While awaiting his big breakthrough on the PGA Tour, Austin Smotherman focuses on building week by week.

That approach has yielded a strong rookie season for the former SMU stand-out, who saw his burgeoning pro career come full circle at the AT&T Byron Nelson in May.

Smotherman made his first Tour start at the Nelson in 2017, when he competed on a sponsor’s exemption at the TPC Four Seasons in Irving. He missed the cut that year but finished in a tie for 25th place this time around at TPC Craig Ranch in McKinney.

“Seeing these guys up close [in 2017], that gave me the confidence,” Smother-man said. “Then these last three or four years got me back to this point on my own merits.”

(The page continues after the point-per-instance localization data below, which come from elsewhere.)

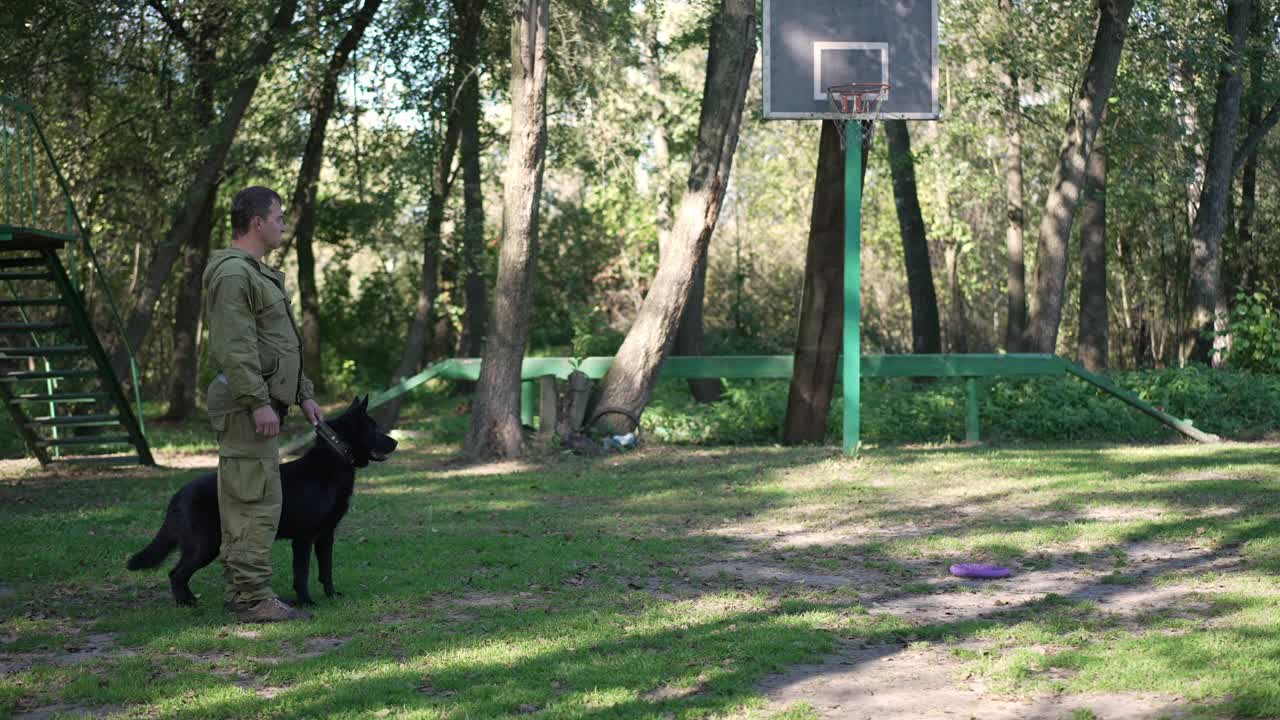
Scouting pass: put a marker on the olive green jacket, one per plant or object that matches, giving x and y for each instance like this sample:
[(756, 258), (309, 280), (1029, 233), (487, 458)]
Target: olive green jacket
[(252, 338)]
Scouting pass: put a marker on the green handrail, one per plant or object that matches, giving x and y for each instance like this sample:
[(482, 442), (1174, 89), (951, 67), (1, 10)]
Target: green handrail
[(74, 228)]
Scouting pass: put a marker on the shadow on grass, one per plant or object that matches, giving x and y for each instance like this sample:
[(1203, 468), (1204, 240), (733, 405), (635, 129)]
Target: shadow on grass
[(571, 533)]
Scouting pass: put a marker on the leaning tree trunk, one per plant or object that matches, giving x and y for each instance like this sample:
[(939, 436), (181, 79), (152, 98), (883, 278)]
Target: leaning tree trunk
[(822, 308), (1092, 338), (464, 48), (1208, 324), (634, 372), (926, 328), (496, 431), (202, 186), (1055, 231), (302, 208), (1015, 328), (1182, 82), (690, 335)]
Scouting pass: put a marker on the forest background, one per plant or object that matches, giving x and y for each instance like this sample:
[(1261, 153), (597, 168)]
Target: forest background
[(385, 123)]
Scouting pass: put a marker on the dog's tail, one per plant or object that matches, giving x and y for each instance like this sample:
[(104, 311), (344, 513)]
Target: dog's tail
[(154, 554)]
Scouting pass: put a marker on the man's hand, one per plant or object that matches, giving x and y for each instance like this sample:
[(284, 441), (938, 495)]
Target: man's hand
[(266, 420), (311, 411)]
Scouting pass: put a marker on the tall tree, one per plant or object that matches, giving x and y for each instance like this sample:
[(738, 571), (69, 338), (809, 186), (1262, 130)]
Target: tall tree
[(464, 53), (215, 145), (475, 311), (1208, 306), (1015, 286), (635, 368), (822, 305), (1260, 50), (496, 431), (926, 328), (1082, 127), (205, 32), (1092, 338), (321, 99)]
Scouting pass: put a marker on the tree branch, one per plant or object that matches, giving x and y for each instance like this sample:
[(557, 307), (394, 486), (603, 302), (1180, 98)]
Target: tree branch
[(173, 23), (1255, 137)]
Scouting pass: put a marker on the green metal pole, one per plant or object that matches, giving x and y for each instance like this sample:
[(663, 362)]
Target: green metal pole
[(851, 364), (5, 127), (970, 415), (31, 165), (526, 402)]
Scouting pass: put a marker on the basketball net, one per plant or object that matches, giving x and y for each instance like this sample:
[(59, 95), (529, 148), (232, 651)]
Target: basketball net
[(856, 101)]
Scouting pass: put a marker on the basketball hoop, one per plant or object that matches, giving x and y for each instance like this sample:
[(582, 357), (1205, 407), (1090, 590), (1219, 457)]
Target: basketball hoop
[(858, 101)]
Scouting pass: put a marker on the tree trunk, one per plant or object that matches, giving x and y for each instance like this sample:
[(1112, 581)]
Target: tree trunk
[(926, 329), (1055, 231), (302, 208), (958, 323), (202, 185), (1249, 177), (186, 322), (475, 311), (822, 308), (1211, 219), (1092, 340), (658, 115), (634, 372), (690, 332), (195, 253), (1015, 328), (496, 431), (464, 46)]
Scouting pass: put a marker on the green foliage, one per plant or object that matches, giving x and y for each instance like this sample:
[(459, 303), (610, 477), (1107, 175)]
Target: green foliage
[(1255, 333), (364, 331)]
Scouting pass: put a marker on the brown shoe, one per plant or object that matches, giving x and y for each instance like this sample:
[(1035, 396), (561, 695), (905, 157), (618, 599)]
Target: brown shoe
[(270, 610)]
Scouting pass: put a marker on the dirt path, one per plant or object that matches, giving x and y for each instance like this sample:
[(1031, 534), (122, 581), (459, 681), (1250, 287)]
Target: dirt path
[(919, 680)]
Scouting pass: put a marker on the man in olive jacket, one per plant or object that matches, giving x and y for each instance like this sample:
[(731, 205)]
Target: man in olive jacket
[(257, 350)]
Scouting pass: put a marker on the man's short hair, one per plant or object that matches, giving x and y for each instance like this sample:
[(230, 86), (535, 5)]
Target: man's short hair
[(251, 203)]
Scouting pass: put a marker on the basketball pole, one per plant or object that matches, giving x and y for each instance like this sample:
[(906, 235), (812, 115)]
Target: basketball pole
[(851, 364)]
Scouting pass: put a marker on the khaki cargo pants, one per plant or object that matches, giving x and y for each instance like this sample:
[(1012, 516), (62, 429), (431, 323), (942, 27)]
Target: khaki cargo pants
[(248, 501)]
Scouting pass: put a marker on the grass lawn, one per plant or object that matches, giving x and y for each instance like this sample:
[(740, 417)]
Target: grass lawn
[(675, 582)]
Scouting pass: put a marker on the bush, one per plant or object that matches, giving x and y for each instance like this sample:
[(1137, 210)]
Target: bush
[(1255, 335)]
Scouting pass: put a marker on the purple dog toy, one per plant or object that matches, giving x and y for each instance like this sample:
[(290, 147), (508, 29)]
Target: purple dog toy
[(979, 570)]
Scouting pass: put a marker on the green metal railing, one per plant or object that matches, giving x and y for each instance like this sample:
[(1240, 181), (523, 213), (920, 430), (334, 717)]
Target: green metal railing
[(969, 368), (19, 136)]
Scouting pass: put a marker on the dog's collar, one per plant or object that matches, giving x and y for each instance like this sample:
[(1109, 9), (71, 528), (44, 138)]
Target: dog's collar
[(325, 433)]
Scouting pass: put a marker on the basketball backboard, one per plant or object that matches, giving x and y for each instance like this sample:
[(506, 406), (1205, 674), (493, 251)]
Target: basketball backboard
[(810, 45)]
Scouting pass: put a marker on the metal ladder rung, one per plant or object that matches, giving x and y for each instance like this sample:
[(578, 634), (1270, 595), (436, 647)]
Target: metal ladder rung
[(31, 302), (46, 376), (67, 420), (99, 460), (26, 277), (32, 327), (44, 351), (86, 440), (22, 261), (62, 397)]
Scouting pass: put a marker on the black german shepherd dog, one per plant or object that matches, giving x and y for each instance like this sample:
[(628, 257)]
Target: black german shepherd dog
[(316, 491)]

Such results are becoming more common for Smotherman, a California native who lives in Dallas with his wife, Jessica, a boutique manager in Highland Park Village. Smotherman made the cut in 11 of his first 17 starts this season, with the best result a tie for 11th place at the Farmers Insurance Open in January in San Diego.

“A lot of areas of my game are coming together at the right time,” he said. “Every week is so cool. We’re playing for a lot of money and a lot of [FedEx Cup] points. You just have to focus and go do your work.”

Smotherman is competing alongside two former college teammates — Bryson DeChambeau and Harry Higgs — as part of a robust legacy of SMU alumni on Tour. Kelly Kraft, another ex-Mustang and PGA veteran, has been a mentor.

“With the whole SMU contingent we have on Tour, it doesn’t feel like it’s my rookie year because I’ve lived it through those guys,” Smotherman said.

Before this year, Smotherman was grinding away for a few years on PGA Tour Latinoamerica and on the Korn Ferry Tour, where his top-25 finish in 2021 — including one victory — earned him a one-year exemption on the PGA Tour. Now he’s proving he belongs.

Besides cementing his status on Tour, Smotherman hopes to play in his first major championship event this year, such as the British Open in July.